The problem

You work with multiple Kubernetes clusters — maybe dev, staging, and production. Or you juggle several namespaces in the same cluster. Every context switch looks like this:

kubectl config use-context my-company-production-cluster-eu-west-1
kubectl config set-context --current --namespace=monitoring

Typing that dozens of times a day is slow, error-prone, and frankly annoying. One typo and you are running a command against the wrong cluster.

Enter kubectx and kubens

kubectx and kubens are two small, focused tools by Ahmet Alp Balkan that solve exactly this:

  • kubectx — switch between Kubernetes contexts (clusters) instantly
  • kubens — switch between namespaces instantly

Both support interactive fuzzy search via fzf — type a few letters, pick from a list, done.

They do not replace kubectl itself. They only change what your kubeconfig points at — the same change you would make with kubectl config, just faster.

Installation

Via Krew:

kubectl krew install ctx
kubectl krew install ns

After Krew, the commands are available as kubectl ctx and kubectl ns depending on your setup; many people still call the standalone binaries kubectx and kubens when installed via package managers.

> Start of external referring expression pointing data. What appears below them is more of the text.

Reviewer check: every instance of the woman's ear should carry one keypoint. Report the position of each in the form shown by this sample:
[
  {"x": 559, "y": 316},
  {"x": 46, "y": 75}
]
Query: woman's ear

Via Homebrew (macOS/Linux):

brew install kubectx

This installs both kubectx and kubens.

Manual install:

git clone https://github.com/ahmetb/kubectx.git ~/.kubectx
export PATH="$PATH:$HOME/.kubectx"

Optional but recommended — fzf for interactive selection:

brew install fzf
# or on Debian/Ubuntu
sudo apt install fzf

Basic usage

kubectx

# List all contexts
kubectx

# Switch to a context
kubectx my-production-cluster

# Switch back to previous context
kubectx -

# Rename a context (shorter name for daily use)
kubectx prod=my-company-production-cluster-eu-west-1

# Delete a context
kubectx -d old-cluster

Renaming is underrated. Long GKE or EKS context names are accurate and miserable to type. A short alias you understand beats copying from a wiki every morning.

kubens

# List all namespaces
kubens

# Switch to a namespace
kubens monitoring

# Switch back to previous namespace
kubens -

kubens updates the current context’s default namespace in kubeconfig — the same as kubectl config set-context --current --namespace=.... Your next kubectl get pods without -n uses that namespace.

With fzf installed, run kubectx or kubens with no arguments and get an interactive picker: arrow keys, fuzzy search, Enter to confirm.

The real power: aliases

Many engineers shorten these in their shell config:

alias kx='kubectx'
alias kn='kubens'

Now switching clusters can be two keystrokes plus a short name. Pair that with a prompt that shows current context and namespace (Starship, kube-ps1, or similar) and wrong-env mistakes get easier to spot.

Why this matters beyond convenience

Working on the wrong cluster is a category of mistake that has caused real production incidents. When context switching is slow and painful, people avoid it — and end up running commands in the environment that was already open.

kubectx and kubens make the right behaviour the easy behaviour. That is safety culture applied to tooling, not just ergonomics.

They complement other kubectl helpers. Once you are on the right cluster and namespace, kubectl tree helps with ownership inside that scope; kubectl essentials covers the verbs you run after the switch.

Quick reference

Installkubectl krew install ctx ns or brew install kubectx
kubectxSwitch between clusters / contexts
kubensSwitch default namespace on current context
Bonusfzf for interactive fuzzy selection
Aliaseskx for kubectx, kn for kubens (common convention)

Two tools. Installed in a few minutes. You will wonder how you worked without them — or you will at least stop pasting full context names from the cloud console.